5 Key PEP Insights from Fred Reish and Jeff Atwell
PEPs streamline retirement plan administration by shifting fiduciary and administrative responsibilities to expert providers — reducing risk, saving time and lowering costs.
Hear how advisors and TPAs can grow their PEP business.
Meet The Experts
Fred Reish
ERISA Attorney
Jeff Atwell
SVP of Fiduciary Services at AmericanTCS
Insight 1: Why the Right Pooled Plan Provider Matters
Selecting the right Pooled Plan Provider (PPP) isn’t just a detail — it’s the linchpin of a successful PEP. The PPP coordinates all critical components needed to make the plan work, from administration to compliance to oversight. With the right PPP, advisors and TPAs remain at the center of the client relationship, while the PPP shoulders total plan governance as the prudent expert. This partnership streamlines operations, mitigates fiduciary risk and reduces administrative burden — ultimately saving time, cutting costs and giving clients confidence that their retirement plan is in expert hands. The right PPP is a strategic advantage reducing risk and freeing up time for plan sponsors and advisors alike.

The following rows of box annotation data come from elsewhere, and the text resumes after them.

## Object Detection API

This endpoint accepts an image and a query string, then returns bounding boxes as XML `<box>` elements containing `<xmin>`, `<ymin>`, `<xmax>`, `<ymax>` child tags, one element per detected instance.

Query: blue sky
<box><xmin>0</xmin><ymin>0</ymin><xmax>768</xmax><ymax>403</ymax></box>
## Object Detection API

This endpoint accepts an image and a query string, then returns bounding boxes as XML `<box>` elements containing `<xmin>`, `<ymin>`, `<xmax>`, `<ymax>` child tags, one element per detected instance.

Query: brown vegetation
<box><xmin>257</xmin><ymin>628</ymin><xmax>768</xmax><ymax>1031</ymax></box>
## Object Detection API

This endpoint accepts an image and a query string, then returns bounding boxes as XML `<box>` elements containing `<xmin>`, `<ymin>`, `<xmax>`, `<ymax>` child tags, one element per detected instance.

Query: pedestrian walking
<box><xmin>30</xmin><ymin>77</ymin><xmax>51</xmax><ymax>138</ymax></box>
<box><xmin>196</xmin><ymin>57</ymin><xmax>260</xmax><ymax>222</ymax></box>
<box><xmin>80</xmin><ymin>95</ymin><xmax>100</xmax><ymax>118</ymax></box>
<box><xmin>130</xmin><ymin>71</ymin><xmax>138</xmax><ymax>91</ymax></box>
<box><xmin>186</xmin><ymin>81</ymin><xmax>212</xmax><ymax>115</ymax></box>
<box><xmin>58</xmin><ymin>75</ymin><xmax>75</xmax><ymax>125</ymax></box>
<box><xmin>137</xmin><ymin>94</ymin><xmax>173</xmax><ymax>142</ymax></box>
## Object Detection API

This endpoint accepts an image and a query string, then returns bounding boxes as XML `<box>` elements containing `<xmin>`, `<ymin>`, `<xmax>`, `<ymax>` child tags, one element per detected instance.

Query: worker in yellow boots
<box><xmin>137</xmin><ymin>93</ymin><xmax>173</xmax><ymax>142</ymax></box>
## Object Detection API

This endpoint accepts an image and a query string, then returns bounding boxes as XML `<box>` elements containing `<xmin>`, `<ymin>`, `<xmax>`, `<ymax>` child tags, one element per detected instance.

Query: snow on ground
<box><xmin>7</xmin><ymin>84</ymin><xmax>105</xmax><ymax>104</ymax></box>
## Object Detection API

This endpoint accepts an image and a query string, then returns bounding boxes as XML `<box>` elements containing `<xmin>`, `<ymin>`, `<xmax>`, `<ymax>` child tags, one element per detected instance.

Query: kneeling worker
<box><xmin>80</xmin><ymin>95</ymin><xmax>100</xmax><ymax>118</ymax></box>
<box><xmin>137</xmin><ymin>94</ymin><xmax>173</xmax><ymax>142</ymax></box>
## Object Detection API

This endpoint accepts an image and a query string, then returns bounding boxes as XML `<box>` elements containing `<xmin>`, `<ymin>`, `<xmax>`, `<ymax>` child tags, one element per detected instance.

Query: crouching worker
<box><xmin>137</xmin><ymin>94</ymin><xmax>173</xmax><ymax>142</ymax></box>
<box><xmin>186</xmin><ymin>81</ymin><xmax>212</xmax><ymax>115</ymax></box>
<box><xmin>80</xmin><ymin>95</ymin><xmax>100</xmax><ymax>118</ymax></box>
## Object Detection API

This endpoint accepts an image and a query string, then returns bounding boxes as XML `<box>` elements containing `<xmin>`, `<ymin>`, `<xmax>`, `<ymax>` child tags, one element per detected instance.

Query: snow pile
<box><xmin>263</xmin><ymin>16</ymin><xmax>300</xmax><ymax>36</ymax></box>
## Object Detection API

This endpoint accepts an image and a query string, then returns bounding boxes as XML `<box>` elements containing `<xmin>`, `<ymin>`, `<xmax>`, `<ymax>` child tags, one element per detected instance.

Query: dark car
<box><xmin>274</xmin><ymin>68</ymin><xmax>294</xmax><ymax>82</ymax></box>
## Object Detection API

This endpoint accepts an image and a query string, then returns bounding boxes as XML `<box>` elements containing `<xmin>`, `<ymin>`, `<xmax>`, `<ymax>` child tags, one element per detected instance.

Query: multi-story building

Insight 2: Growth Opportunities for Advisors & TPAs
How Advisors and TPAs Thrive in PEPs
PEPs aren’t about replacing advisors or TPAs — they’re about collaboration. The best PEPs are built with flexible structures that embrace advisor and TPA involvement.

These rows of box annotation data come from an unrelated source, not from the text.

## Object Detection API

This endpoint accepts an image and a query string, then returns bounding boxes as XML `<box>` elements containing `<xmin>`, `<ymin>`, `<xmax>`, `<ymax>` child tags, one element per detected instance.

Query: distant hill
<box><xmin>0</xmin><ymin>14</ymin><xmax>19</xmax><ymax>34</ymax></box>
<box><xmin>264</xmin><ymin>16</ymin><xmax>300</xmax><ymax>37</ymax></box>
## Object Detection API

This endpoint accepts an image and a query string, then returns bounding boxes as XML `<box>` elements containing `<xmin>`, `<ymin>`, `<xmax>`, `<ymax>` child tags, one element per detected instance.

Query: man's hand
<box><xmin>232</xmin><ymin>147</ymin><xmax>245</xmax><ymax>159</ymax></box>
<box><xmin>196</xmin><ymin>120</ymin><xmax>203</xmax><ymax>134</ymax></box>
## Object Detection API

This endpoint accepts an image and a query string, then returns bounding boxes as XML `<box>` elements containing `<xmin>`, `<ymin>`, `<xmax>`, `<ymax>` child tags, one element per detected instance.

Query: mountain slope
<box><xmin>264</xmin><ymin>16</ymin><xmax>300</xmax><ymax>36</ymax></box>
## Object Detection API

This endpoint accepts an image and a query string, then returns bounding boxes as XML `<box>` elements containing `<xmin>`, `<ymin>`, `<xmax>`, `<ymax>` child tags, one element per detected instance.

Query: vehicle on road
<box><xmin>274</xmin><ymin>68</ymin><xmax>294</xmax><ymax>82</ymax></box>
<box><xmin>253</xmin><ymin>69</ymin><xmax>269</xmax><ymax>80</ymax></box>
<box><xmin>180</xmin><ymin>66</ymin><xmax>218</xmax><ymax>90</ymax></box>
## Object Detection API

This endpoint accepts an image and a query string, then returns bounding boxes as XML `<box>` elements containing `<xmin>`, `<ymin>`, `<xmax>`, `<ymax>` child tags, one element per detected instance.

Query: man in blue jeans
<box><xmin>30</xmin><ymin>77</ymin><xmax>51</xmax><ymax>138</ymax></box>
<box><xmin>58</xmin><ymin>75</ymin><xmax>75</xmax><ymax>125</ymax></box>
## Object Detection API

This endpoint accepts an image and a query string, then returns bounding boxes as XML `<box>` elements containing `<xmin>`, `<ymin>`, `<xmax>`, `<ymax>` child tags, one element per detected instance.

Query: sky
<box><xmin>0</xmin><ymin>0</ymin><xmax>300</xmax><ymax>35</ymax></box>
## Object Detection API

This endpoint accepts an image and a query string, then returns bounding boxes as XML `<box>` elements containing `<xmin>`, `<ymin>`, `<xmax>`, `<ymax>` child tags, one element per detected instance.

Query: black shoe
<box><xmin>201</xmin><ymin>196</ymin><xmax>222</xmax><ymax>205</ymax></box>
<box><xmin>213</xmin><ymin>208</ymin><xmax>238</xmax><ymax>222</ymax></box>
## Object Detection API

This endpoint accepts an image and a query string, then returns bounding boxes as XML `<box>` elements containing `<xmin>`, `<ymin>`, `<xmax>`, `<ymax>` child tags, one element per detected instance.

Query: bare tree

In PEPs, advisors remain the trusted connection between the employer and the PEP. They provide education, plan reviews and investment explanations — and continue to charge for their ongoing consulting or wealth management work. This leaves many advisors in the wealth management space poised to capture rollovers just like when working with traditional single employer plans. Because the governance shifts to the PPP and 3(38) fiduciaries, advisors are freed to focus on client strategy and outcomes.
For TPAs, each PEP is a consulting opportunity to define their role and demonstrate value. Depending on the PEP structure, TPAs can play an active consulting role, using their expertise to help employers navigate plan design, compliance nuances and transitions.

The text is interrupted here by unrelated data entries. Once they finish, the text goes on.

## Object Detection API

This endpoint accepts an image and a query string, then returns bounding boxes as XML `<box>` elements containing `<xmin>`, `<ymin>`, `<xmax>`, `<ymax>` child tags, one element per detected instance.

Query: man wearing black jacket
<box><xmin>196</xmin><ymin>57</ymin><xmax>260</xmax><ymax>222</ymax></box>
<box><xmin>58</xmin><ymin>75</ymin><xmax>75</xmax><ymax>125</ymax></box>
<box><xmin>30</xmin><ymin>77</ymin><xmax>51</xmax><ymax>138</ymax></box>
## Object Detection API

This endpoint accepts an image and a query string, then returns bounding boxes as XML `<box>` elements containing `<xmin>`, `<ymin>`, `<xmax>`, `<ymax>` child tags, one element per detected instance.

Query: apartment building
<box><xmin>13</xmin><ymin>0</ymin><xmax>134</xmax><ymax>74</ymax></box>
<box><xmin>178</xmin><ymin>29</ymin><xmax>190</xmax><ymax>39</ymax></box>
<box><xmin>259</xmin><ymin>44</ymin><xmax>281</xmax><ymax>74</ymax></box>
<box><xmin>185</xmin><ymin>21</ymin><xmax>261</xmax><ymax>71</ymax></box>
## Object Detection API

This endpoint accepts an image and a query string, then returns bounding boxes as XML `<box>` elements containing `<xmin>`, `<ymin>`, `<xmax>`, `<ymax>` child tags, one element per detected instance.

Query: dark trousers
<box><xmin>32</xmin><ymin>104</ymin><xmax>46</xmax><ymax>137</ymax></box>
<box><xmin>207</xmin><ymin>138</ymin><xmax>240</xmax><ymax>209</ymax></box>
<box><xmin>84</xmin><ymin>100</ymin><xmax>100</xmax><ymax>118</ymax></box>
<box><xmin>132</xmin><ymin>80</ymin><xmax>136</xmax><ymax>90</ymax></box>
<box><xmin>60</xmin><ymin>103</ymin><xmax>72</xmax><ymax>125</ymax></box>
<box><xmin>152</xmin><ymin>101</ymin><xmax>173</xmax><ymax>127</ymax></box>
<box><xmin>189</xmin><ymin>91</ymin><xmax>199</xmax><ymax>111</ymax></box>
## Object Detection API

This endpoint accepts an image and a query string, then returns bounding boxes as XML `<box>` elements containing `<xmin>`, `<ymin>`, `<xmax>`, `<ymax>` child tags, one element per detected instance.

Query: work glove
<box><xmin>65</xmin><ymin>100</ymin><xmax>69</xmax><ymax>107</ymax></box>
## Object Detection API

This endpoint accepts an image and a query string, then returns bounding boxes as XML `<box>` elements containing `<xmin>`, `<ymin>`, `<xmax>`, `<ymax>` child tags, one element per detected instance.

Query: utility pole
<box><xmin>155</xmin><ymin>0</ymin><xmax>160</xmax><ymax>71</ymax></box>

Insight 3: More Employers Are Choosing PEPs
The Audience for PEPs has Expanded Beyond Small Startup Plans
PEPs transfer most fiduciary liability to experts, while also reducing time spent and audit responsibilities for the plan sponsor. PEPs now include more than 50,000 participating employers, underscoring their strong fit for employers of all sizes and for both new and existing retirement plans. Still, it’s important that providers guide employers to the appropriate PEP and recognize that some plans should continue to operate standalone.
Insight 4: PEPs Reduce Fiduciary Risk for Employers
Many Employers Don’t Recognize the Scope of Responsibility and Risk Until Issues Arise
Within a PEP structure, the employer needs to prudently select and monitor their PPP, making careful due diligence essential. However, once the right PPP is in place, much of the governance burden shifts to experienced fiduciaries who provide consistent, professional oversight. Centralizing governance also enables advisors to serve more plans efficiently without increasing their workloads, while PPP-driven benchmarking and thorough documentation help ensure fair fees and ongoing compliance.
Insight 5: Growing DOL Scrutiny is Raising the Stakes
New Rules and Tighter Oversight Are on the Way
The Department of Labor (DOL) is signaling a more stringent approach to oversight, tightening guidance on conflicts of interest and fiduciary duties. Conflicts of interest are under sharper scrutiny, emphasizing that fiduciary independence will be closely evaluated by the DOL moving forward. Organizations should prepare for heightened enforcement and adapt their governance practices accordingly.